What works for India?
A strong growth outlook: India has taken back the tag of the fastest growing major economy from China. It grew at 6.6 per cent in 2017-18. Growth will rebound to 7.3 per cent in 2018-19 and 7.5 per cent in 2019-20, said Fitch in a statement.
Favourable external balances: Foreign reserves are swelling and can cover 8.3 months of current external payments.
CAD: True, red signs are flashing again. But things look manageable.As for current account deficit, India still has a breather.
What is coming in the way?
High debt: General government debt works out to 69 per cent of GDP in 2017-18, according to Fitch. And that's a high level, by any yardstick.
Fiscal deficit: The government is still to get its house in order. The rating agency is particularly critical of this score. Fiscal deficit target of 3 per cent as mandated by the Fiscal Responsibility and Budget Management (FRBM) Act looks some way off.
Structural issues: There are structural factors too, including governance standards. The rating agency made a mention of "still-difficult, but improving, business environment".

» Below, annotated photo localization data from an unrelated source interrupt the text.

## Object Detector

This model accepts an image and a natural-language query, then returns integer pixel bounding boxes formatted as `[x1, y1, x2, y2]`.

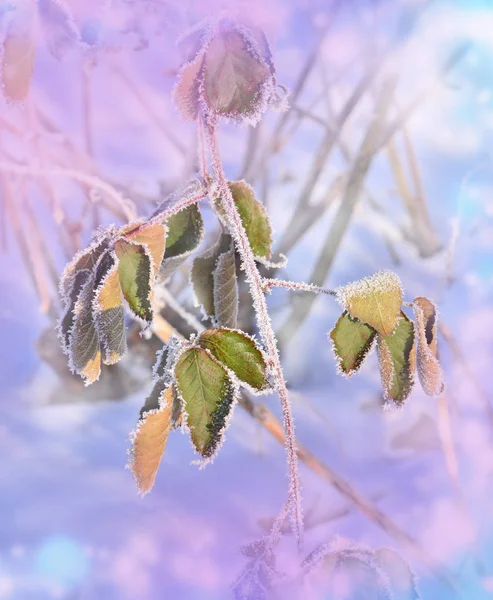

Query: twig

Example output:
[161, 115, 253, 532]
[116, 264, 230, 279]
[206, 119, 304, 547]
[262, 278, 335, 296]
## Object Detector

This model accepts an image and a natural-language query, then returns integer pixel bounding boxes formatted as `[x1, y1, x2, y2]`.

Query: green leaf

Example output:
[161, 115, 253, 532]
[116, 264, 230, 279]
[119, 222, 167, 276]
[130, 384, 174, 494]
[114, 238, 153, 323]
[161, 204, 204, 280]
[198, 329, 269, 392]
[203, 27, 270, 118]
[58, 268, 91, 353]
[68, 273, 101, 385]
[335, 270, 403, 337]
[191, 233, 232, 318]
[175, 347, 235, 457]
[213, 245, 238, 328]
[228, 181, 272, 259]
[330, 311, 377, 376]
[92, 251, 126, 365]
[377, 312, 416, 406]
[413, 297, 444, 396]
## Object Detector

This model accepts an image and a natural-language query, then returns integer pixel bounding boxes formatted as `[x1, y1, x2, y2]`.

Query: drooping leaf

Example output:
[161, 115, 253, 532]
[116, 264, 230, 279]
[58, 268, 91, 351]
[161, 204, 204, 280]
[129, 384, 174, 494]
[175, 347, 235, 457]
[198, 329, 269, 392]
[120, 222, 167, 276]
[227, 181, 272, 259]
[374, 548, 420, 600]
[336, 270, 403, 337]
[377, 312, 416, 406]
[202, 25, 271, 120]
[38, 0, 79, 60]
[413, 297, 444, 396]
[68, 274, 101, 385]
[114, 238, 153, 323]
[213, 245, 239, 328]
[92, 251, 126, 365]
[330, 311, 377, 376]
[60, 236, 109, 298]
[191, 232, 232, 318]
[1, 7, 36, 102]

But let's be fair and give credit where it's due. The government is on the job to gradually open up the economy to foreign investors. Allowing 100 per cent FDI in single-brand retail through the automatic route since January 2018 only buttresses the point.
The other Samaritan
The thinking at Fitch is that the Reserve Bank of India is doing a great job, building up a solid monetary policy record. Consumer inflation has been well within the target range of 4 per cent since the start of the MPC (monetary policy committee) in 2016.
A high-stake game?
Whichever way you slice it and dice it, the signals are conflicting. In other words, it's a treacherous track when it comes to the business of awarding credit rating. Better run with care.